The rules state: "The decisions of the referee regarding facts connected with play, including whether or not a goal is scored and the result of the match, are final."
Furthermore: "The referee may only change a decision on realising that it is incorrect or, at his discretion, on the advice of an assistant referee or the fourth official, provided that he has not restarted play or terminated the match."
It does not matter whether it is a player, a captain or a coach who questions a referee. They have no right or special privilege - even captains.
Players know that if they question referees, they are buying time for themselves and also believe they are applying psychological pressure on the official. It is a misplaced belief that psychological pressure will influence the referee to give future decisions in the complainant's favour.
In fact, some believe the exact opposite. Allegri reckons Balotelli's attitude will influence referees in Serie A to become reluctant in giving free kicks or decisions to the player.
"Mario should help the referees to protect him. The referees have left him [unprotected] because they can be influenced by negative attitudes," Allegri said.
The truth is that experienced referees will do their utmost to remain impartial. This is why it is probably best for players, captains and coaches to accept the decisions and get on with the game.

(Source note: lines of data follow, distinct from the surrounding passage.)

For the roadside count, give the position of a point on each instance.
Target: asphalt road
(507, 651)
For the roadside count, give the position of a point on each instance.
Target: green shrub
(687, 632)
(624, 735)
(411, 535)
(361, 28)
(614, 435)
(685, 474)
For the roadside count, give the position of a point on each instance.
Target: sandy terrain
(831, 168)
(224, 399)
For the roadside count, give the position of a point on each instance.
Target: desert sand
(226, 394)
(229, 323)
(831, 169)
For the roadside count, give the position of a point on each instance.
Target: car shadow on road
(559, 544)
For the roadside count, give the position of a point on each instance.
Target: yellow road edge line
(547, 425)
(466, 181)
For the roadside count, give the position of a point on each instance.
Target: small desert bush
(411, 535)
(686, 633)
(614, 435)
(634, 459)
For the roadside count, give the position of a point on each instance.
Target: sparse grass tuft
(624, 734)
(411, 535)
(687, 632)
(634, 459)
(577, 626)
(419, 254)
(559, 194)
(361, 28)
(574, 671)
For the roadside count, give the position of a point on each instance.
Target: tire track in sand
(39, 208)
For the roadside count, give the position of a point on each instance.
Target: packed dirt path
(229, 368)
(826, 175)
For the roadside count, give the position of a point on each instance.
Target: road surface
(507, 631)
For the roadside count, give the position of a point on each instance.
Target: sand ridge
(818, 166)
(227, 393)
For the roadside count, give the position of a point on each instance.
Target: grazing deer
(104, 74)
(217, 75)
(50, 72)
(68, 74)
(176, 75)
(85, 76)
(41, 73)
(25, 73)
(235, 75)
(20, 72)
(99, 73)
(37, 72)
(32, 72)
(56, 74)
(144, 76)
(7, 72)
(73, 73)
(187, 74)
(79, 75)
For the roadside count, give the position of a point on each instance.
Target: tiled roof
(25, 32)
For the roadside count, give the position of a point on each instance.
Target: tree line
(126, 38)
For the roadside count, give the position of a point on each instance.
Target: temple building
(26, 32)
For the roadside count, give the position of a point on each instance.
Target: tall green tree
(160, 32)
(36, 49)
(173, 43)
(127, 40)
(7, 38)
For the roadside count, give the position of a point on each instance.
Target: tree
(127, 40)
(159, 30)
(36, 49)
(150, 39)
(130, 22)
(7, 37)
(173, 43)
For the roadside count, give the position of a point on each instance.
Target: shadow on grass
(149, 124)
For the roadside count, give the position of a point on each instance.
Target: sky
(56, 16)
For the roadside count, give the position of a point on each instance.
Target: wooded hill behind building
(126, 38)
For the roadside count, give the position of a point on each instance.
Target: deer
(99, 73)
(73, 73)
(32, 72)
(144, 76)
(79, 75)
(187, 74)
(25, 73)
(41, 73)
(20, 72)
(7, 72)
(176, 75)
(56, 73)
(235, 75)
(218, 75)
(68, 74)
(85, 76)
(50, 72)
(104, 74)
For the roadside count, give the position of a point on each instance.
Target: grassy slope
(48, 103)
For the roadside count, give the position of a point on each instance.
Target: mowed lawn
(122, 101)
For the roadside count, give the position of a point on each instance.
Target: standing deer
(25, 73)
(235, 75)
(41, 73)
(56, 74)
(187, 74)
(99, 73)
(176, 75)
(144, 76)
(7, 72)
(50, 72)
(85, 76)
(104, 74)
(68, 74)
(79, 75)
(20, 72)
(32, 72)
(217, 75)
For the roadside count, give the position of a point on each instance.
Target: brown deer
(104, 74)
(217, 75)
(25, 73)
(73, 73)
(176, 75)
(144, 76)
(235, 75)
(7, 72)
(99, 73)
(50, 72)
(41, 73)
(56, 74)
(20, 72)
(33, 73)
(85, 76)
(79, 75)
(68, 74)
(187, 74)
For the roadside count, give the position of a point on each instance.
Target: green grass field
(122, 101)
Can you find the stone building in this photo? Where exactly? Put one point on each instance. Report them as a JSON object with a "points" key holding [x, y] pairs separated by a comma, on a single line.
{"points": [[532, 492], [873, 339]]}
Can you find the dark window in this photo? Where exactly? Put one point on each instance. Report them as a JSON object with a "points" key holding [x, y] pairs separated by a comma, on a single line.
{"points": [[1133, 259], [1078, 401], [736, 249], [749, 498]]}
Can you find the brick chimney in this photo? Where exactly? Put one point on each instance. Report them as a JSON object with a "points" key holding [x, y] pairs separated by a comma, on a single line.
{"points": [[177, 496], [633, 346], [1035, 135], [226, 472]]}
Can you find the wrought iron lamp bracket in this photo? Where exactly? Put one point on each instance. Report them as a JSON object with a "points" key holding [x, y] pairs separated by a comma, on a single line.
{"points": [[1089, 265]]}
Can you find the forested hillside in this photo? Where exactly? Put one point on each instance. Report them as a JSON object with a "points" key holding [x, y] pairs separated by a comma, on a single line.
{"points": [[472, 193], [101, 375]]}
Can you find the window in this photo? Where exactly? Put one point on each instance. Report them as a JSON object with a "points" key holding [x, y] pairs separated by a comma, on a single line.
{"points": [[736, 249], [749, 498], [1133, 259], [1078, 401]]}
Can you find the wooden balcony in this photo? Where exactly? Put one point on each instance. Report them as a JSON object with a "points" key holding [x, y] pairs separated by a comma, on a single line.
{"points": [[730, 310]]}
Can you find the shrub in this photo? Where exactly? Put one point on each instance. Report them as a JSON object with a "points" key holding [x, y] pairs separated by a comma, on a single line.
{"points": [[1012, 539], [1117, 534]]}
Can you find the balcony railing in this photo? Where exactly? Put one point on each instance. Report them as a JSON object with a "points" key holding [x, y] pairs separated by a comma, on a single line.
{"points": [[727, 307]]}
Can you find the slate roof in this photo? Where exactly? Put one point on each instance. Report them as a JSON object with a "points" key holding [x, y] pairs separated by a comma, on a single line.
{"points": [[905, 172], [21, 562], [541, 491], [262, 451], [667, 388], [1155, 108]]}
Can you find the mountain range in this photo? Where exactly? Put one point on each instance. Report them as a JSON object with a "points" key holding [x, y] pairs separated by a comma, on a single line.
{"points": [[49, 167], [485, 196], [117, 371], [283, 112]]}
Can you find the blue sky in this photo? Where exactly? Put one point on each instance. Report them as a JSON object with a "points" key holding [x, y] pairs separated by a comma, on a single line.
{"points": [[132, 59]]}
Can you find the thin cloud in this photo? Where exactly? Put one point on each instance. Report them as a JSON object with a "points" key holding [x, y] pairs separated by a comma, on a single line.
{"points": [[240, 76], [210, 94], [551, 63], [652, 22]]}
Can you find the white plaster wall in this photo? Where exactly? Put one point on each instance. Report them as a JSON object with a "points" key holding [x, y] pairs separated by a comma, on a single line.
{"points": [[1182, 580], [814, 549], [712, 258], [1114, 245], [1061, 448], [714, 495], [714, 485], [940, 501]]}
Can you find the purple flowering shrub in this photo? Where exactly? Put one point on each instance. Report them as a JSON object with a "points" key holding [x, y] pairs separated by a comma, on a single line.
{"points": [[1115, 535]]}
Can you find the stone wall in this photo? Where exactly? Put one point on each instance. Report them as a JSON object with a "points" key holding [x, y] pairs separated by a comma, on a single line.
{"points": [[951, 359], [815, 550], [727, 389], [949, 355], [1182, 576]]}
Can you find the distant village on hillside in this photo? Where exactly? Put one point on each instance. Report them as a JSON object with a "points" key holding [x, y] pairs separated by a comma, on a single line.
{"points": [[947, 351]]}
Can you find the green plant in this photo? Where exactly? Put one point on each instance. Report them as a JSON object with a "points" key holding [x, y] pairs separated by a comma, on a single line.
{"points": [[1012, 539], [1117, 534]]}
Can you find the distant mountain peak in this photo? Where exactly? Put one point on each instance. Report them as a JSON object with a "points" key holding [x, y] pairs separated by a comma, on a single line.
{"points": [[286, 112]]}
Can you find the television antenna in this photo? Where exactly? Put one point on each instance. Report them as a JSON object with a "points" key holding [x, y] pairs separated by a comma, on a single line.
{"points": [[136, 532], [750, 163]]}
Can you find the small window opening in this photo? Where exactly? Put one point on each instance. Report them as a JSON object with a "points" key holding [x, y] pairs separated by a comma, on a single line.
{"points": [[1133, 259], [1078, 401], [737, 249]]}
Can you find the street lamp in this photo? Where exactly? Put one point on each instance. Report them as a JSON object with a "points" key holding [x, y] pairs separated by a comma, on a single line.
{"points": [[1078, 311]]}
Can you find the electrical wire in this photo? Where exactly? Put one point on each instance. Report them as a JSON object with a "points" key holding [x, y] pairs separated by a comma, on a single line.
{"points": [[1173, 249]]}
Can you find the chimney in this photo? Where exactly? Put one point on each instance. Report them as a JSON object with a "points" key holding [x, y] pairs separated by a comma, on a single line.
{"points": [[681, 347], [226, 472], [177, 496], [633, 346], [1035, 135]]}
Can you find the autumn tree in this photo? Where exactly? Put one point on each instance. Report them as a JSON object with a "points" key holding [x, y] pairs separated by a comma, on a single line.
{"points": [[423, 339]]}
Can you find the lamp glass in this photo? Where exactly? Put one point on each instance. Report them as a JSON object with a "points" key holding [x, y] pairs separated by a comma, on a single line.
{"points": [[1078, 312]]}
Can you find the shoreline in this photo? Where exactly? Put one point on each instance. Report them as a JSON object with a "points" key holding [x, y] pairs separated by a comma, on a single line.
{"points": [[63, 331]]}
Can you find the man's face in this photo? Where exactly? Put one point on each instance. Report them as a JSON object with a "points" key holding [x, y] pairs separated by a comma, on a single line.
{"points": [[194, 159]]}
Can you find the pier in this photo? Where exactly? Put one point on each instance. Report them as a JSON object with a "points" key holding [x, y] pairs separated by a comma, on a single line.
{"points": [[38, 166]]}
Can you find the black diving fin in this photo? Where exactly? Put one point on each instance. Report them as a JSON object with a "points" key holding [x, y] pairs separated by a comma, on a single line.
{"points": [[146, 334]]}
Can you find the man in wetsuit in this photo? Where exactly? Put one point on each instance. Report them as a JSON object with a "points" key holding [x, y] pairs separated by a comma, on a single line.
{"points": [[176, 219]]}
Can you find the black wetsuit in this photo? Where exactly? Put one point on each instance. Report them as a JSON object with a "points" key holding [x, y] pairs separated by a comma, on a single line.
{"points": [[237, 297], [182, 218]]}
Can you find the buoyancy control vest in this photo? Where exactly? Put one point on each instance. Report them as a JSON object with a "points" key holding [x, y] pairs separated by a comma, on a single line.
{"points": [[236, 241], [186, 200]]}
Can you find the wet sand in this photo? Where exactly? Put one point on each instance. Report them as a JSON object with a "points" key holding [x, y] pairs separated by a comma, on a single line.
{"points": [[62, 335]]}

Referees make decisions based on what they can see, and so will call it as they see it. Individuals who complain during a match are doing themselves no favours because, as Allegri alluded, professional players are supposed to be role models and set good examples of behaviour.
As a referee, I reserve the right to question the fact that professional soccer players are good role models.
A final note: Last weekend, the grass of Hong Kong Stadium looked and performed well during the South China-Kitchee league encounter. The 3,500 was the highest domestic crowd this season. Compare this to the HKFA website which, according to chief executive Mark Sutcliffe, receives over 700,000 daily hits. This represents a fantastic amount of interest in the HKFA and if these numbers can somehow translate to match attendance figures, then the future will be bright. The HKFA's revamped website is a great improvement on the previous version, despite some teething problems.